One of them stepped forward, and he grasped Shadow’s hand with his own huge hand. Shadow stepped onto the gray deck.
“Well come to this accursed place,” said the man holding Shadow’s hand, in a deep, gravel voice.
“Hail!” called the men on the deck. “Hail sun-bringer! Hail Baldur!”
The name on Shadow’s birth certificate was Balder Moon, but he shook his head. “I am not him,” he told them. “I am not the one you are waiting for.”
“We are dying here,” said the gravel-voiced man, not letting go of Shadow’s hand.
It was cold in the misty place between the worlds of waking and the grave. Salt spray crashed on the bows of the gray ship, and Shadow was drenched to the skin.
“Bring us back,” said the man holding his hand. “Bring us back or let us go.”
Shadow said, “I don’t know how.”
At that, the men on the deck began to wail and howl. Some of them crashed the hafts of their spears against the deck, others struck the flats of their short swords against the brass bowls at the center of their leather shields, setting up a rhythmic din accompanied by cries that moved from sorrow to a full-throated berserker ululation….
A seagull was screaming in the early-morning air. The bedroom window had blown open in the night and was banging in the wind. Shadow was lying on the top of his bed in his narrow hotel room. His skin was damp, perhaps with sweat.
Another cold day at the end of the summer had begun.
The hotel packed him a Tupperware box containing several chicken sandwiches, a hard-boiled egg, a small packet of cheese-and-onion crisps, and an apple. Gordon on the reception desk, who handed him the box, asked when he’d be back, explaining that if he was more than a couple of hours late they’d call out the rescue services, and asking for the number of Shadow’s mobile phone.
Shadow did not have a mobile phone.
He set off on the walk, heading toward the coast.
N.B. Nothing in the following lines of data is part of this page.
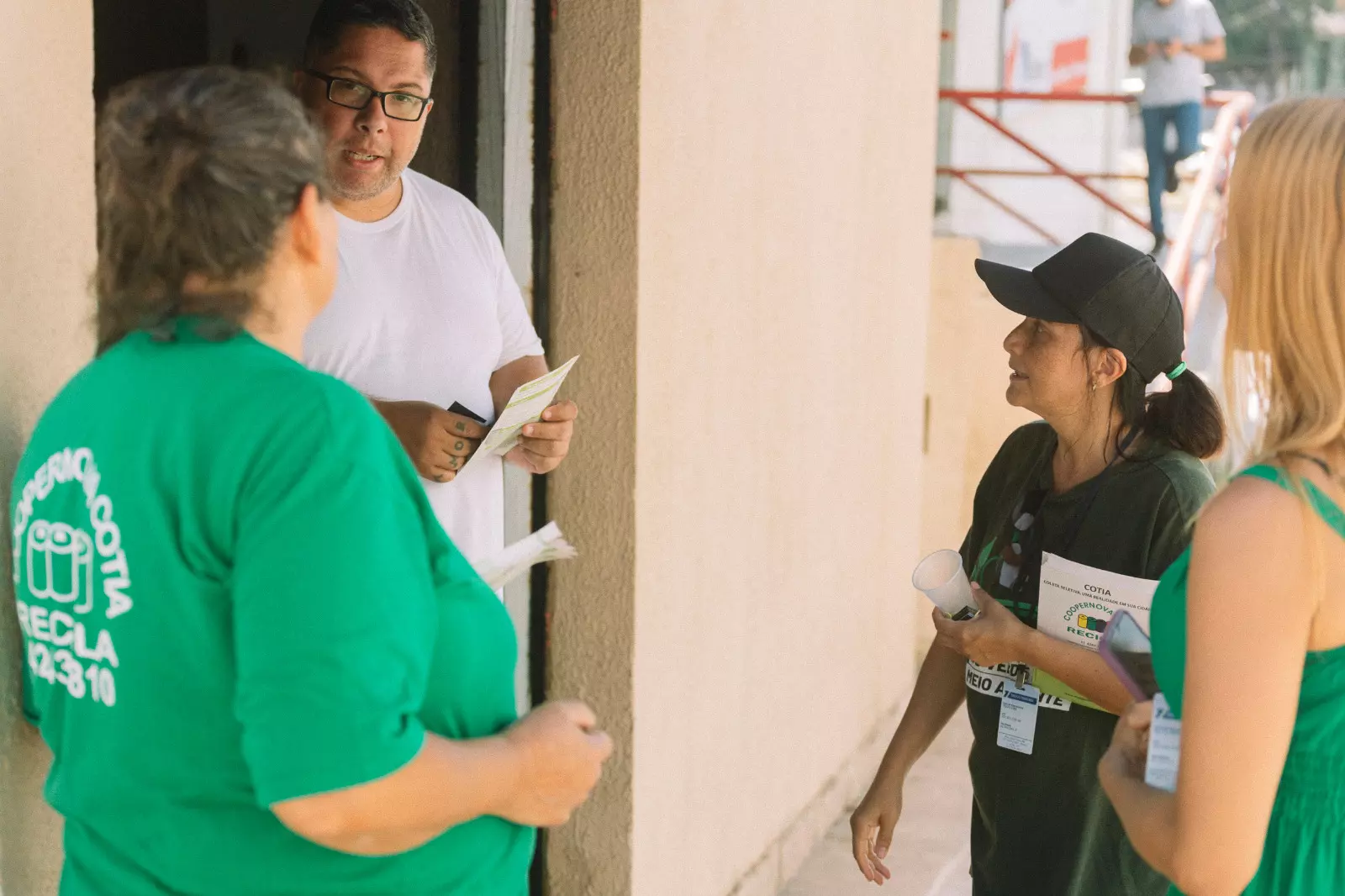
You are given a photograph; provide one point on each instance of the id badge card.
(1019, 717)
(1163, 747)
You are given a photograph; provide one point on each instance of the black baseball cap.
(1100, 282)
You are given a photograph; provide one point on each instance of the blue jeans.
(1187, 119)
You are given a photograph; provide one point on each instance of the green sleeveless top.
(1305, 844)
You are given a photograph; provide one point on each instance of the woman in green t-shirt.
(1110, 479)
(260, 663)
(1248, 626)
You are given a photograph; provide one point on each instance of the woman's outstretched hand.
(994, 636)
(871, 830)
(1127, 755)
It was beautiful, a desolate beauty that chimed and echoed with the empty places inside Shadow. He had imagined Scotland as being a soft place, all gentle heathery hills, but here on the North Coast everything seemed sharp and jutting, even the gray clouds that scudded across the pale blue sky. It was as if the bones of the world showed through. He followed the route in his book, across scrubby meadows and past splashing burns, up rocky hills and down.
Sometimes he imagined that he was standing still and the world was moving underneath him, that he was simply pushing it past with his legs.
The route was more tiring than he had expected. He had planned to eat at one o’clock, but by midday his legs were tired and he wanted a break. He followed his path to the side of a hill, where a boulder provided a convenient windbreak, and he crouched to eat his lunch. In the distance, ahead of him, he could see the Atlantic.
He had thought himself alone.
She said, “Will you give me your apple?”
It was Jennie, the barmaid from the hotel. Her too-fair hair gusted about her head.
“Hello Jennie,” said Shadow. He passed her his apple. She pulled a clasp knife from the pocket of her brown coat, and sat beside him. “Thanks,” she said.
“So,” said Shadow, “from your accent, you must have come from Norway when you were a kid. I mean, you sound like a local to me.”